The AHA has submitted a response to a request for comments solicited by the Centers for Medicare & Medicaid Services (CMS). CMS wanted feedback from providers, hospitals and other stakeholders on ways to make its policies more flexible and efficient.

Suggestions for improvement

Based on past feedback, CMS has already made several changes to existing regulations, including postponing the widespread adoption of additional bundled payment models and expanding the meaningful use reporting period to 90 days for FY 2018.

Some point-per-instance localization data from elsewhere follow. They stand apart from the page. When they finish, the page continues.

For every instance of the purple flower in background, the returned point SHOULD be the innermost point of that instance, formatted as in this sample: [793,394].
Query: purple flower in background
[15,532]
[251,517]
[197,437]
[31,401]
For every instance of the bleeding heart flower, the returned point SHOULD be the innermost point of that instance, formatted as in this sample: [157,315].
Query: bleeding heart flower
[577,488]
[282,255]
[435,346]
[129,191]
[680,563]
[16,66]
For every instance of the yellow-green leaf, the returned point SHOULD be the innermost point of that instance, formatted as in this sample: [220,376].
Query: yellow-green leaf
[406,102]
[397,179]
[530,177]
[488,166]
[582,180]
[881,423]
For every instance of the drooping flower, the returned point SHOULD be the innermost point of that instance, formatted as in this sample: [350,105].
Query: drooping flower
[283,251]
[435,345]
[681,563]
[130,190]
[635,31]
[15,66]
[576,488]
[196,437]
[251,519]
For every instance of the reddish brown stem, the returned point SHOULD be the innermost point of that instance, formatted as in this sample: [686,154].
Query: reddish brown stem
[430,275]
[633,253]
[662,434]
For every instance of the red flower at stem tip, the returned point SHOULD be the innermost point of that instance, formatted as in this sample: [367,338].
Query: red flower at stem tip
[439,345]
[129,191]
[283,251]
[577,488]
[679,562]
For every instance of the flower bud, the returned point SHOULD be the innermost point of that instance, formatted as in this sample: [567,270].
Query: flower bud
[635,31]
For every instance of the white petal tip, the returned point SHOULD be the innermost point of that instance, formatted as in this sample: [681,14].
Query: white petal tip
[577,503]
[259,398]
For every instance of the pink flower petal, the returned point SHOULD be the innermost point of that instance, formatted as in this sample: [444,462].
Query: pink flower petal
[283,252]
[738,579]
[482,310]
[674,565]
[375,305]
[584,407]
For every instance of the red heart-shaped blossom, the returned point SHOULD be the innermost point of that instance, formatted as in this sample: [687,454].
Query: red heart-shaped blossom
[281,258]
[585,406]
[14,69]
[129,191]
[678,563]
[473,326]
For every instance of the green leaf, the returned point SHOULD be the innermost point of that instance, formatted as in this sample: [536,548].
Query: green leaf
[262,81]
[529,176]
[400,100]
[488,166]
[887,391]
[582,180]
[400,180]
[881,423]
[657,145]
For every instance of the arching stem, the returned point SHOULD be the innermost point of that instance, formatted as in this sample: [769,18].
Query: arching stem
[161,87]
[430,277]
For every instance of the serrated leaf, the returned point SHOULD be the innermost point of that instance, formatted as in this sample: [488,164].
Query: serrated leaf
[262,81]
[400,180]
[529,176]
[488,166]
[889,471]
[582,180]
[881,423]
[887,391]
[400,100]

However, the AHA said in its letter to CMS, more work needs to be done. Here are some of the organization’s suggestions:

  • Cancel Stage 3 of the meaningful use program. Stage 3 of meaningful use will require many hospitals to upgrade their electronic health records (EHR) systems to meet more stringent requirements. Although CMS has said in the past that it was revamping its meaningful use program to be more patient-centered, administrative burdens remain. The AHA said CMS can make the program better by removing Stage 3, allowing the 90-day reporting period for each remaining year and getting rid of the “all-or-nothing approach” that it’s used to determine whether hospitals succeed.
  • Remove the star ratings from the Hospital Compare website. Ever since CMS started publishing hospital star ratings on its website, ranking hospitals based on performance and quality metrics, the practice has been controversial. Opponents say the ratings don’t paint a full picture of a hospital’s care, and they can be misleading to patients since the methodology is flawed. Because of this, the AHA wants the organization to stop using star ratings to rank hospitals.
  • Suspend electronic quality reporting requirements. Quality reporting has been a significant part of the shift toward value-based payments, and the AHA says mandates to do so electronically have drastically increased the administrative and financial burden on hospitals. Plus, CMS has acknowledged that initial electronic submissions aren’t fully capturing the quality of care provided to patients. But the agency still wants to increase electronic quality reporting requirements for hospitals over the next two years, so the AHA is asking CMS to reconsider.
  • Only release data that matters. Currently, CMS publishes data on almost 90 measures of hospital quality, along with demographic information on hospitals and Medicare payment data for facilities. And CMS recently proposed that accrediting organizations make the results of all inspections public. All this data amounts to overload for hospitals, healthcare providers and patients. With that in mind, the AHA wants CMS to work with various stakeholders to pare down this information and only release what’s critical to evaluate patient safety and quality of care.
  • Remove faulty quality measures. Quality reporting makes an impact on hospitals’ finances through initiatives such as the readmissions reduction program and value-based purchasing. But measures may not always be accurate, putting facilities at a disadvantage. So the AHA wants CMS to revamp its inpatient quality reporting and outpatient quality reporting programs, getting rid of all measures added to each one on or after Aug. 1, 2014, because many of them conflict and overlap with existing measures.

Besides these key changes, the AHA also wants CMS to postpone and re-evaluate the requirements for post-acute care quality measures, eliminate certain regulations for long-term care hospitals and protect Medicaid disproportionate share hospital (DSH) payments, among other suggestions.

Time will tell if CMS uses this feedback to update proposed rules and regulations, but this can give individual hospitals an idea of potential changes to watch for, and it also offers facilities an opportunity to contact CMS and endorse these suggestions, or offer their own ideas for improvement.